After the five day time limit, if there is no challenge and no subsidiary appeal is lodged or, as appropriate, having been sent to the other parties, the Court Clerk will summon all of them to appear within ten days before the Civil and Criminal Bench of the High Court of Justice.
If the main appellant does not appear or waives their appeal, the Court Clerk will return the records to the Provincial Court, which will pronounce the judgment to be final and proceed with its enforcement.
Article 846 a. v)
When the appellant appears, the Court Clerk will set a date for the appeal hearing summoning the parties to the proceedings and, in all cases, the convicted person and the third party with civil responsibility.
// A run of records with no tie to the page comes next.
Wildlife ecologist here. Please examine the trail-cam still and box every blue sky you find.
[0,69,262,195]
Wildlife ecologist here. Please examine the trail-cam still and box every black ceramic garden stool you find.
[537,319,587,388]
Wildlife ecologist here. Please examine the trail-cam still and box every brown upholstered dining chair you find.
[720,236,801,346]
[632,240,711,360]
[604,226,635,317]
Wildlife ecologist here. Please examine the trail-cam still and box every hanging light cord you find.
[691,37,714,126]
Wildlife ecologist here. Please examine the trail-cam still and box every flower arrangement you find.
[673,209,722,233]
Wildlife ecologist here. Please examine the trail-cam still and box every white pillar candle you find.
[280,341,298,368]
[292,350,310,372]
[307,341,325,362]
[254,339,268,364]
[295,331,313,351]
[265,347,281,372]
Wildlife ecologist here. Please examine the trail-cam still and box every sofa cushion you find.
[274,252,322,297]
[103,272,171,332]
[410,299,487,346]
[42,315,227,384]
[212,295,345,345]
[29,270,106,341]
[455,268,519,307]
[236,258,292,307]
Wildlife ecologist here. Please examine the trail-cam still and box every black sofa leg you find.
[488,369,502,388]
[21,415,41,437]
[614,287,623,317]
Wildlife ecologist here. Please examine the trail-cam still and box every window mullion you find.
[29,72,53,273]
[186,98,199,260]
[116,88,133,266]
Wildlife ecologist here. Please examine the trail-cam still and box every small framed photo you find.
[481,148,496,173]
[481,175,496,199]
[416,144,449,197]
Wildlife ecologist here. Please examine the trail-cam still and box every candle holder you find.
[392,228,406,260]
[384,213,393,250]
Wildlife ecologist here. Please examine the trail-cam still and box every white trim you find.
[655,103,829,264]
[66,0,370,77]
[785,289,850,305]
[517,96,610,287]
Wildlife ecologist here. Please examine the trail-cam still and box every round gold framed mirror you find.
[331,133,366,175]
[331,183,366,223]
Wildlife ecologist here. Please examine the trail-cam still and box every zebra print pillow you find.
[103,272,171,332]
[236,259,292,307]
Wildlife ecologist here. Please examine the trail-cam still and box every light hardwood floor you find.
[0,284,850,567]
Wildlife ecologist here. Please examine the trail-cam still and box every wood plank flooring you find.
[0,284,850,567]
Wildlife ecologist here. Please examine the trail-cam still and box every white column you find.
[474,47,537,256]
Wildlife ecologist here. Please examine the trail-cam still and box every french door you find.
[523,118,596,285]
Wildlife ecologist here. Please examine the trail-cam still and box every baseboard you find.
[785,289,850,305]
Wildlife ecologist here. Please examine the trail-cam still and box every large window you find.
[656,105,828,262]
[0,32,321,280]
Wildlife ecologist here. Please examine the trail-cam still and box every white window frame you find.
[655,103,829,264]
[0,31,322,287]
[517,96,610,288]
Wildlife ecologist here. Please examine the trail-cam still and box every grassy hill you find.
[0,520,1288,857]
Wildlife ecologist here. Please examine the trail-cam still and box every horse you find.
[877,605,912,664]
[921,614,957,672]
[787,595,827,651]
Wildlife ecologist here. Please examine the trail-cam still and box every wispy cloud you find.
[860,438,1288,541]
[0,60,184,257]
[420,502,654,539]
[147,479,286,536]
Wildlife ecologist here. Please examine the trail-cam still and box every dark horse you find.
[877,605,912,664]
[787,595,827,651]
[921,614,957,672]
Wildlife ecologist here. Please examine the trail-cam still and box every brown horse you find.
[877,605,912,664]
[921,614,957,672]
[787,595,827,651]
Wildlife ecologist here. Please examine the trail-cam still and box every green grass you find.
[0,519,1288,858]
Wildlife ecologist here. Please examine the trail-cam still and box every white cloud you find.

The hearing will be held as a public hearing, commencing with the appellant taking the stand followed by the Public Prosecutor, if they are not the one appealing, and the other appellees.
If a subsidiary appeal has been lodged, this party will intervene after the main appellant who, if they do not waiver, may reply to them.
Article 846 a. vi)
Within five days following the hearing, judgment must be passed which, if the appeal is upheld for any of the reasons referred to in letters a) and d) of article 846 a. iii), will order the case to be returned to the higher Court for a new trial to be held.
In all other cases, the appropriate decision will be passed.
Article 846 b
1. Orders involving conclusion of the proceedings due to lack of jurisdiction or dismissal and judgments passed by the Provincial Courts or the Criminal Bench at the National High Court in the first instance may be appealed before the Civil and Criminal Benches of the High Courts of Justice in their region and before the Appeals Chamber of the National High Court, respectively, which will pass judgment on the appeals.
2. The Civil and Criminal Bench of the High Courts of Justice and the Appeals Chamber at the National High Court will be made up of three magistrates to hear the appeals provided for in the previous paragraph.
3. Appeals against the decisions provided for in paragraph 1 of this article will be governed by the provisions of articles 790, 791 and 792 of this act, although the references made to the Criminal Courts will be understood to be made to the body that passed the decision under appeal and the references to the higher Courts to that which is competent to hear the appeal.